Project your dividend income and portfolio value over time, with or without reinvesting dividends.
Dividends are cash payments companies make to shareholders, usually quarterly, out of their profits. A stock's dividend yield is the annual dividend divided by the share price — a $100 stock paying $3.50 a year yields 3.5%. This calculator projects both the income those dividends produce and how your portfolio grows over time, with the option to reinvest.
A dividend reinvestment plan (DRIP) automatically uses each dividend payment to buy more shares, which then pay their own dividends.

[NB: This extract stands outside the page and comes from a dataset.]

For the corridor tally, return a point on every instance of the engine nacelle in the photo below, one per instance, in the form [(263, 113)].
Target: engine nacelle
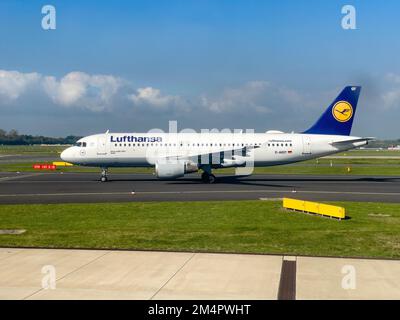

This is compounding applied to income: over decades, reinvested dividends have historically accounted for a large share of the stock market's total return. Toggle reinvestment off to see how much slower a portfolio grows when you spend the dividends instead.
As companies raise their dividends and your share count grows, the income relative to what you originally invested climbs. A portfolio yielding 3.5% today can produce a far higher effective yield on your original cost a couple of decades later, which is why dividend-growth investing appeals to people building retirement income.
Tip: Chasing the highest yields can backfire — an unusually high yield often signals a falling share price or a dividend at risk of being cut. Steady, growing dividends usually beat sky-high ones.
Qualified dividends are taxed at lower long-term capital-gains rates, while ordinary dividends are taxed as regular income. Holding dividend stocks in a tax-advantaged account like an IRA lets the income compound without an annual tax drag.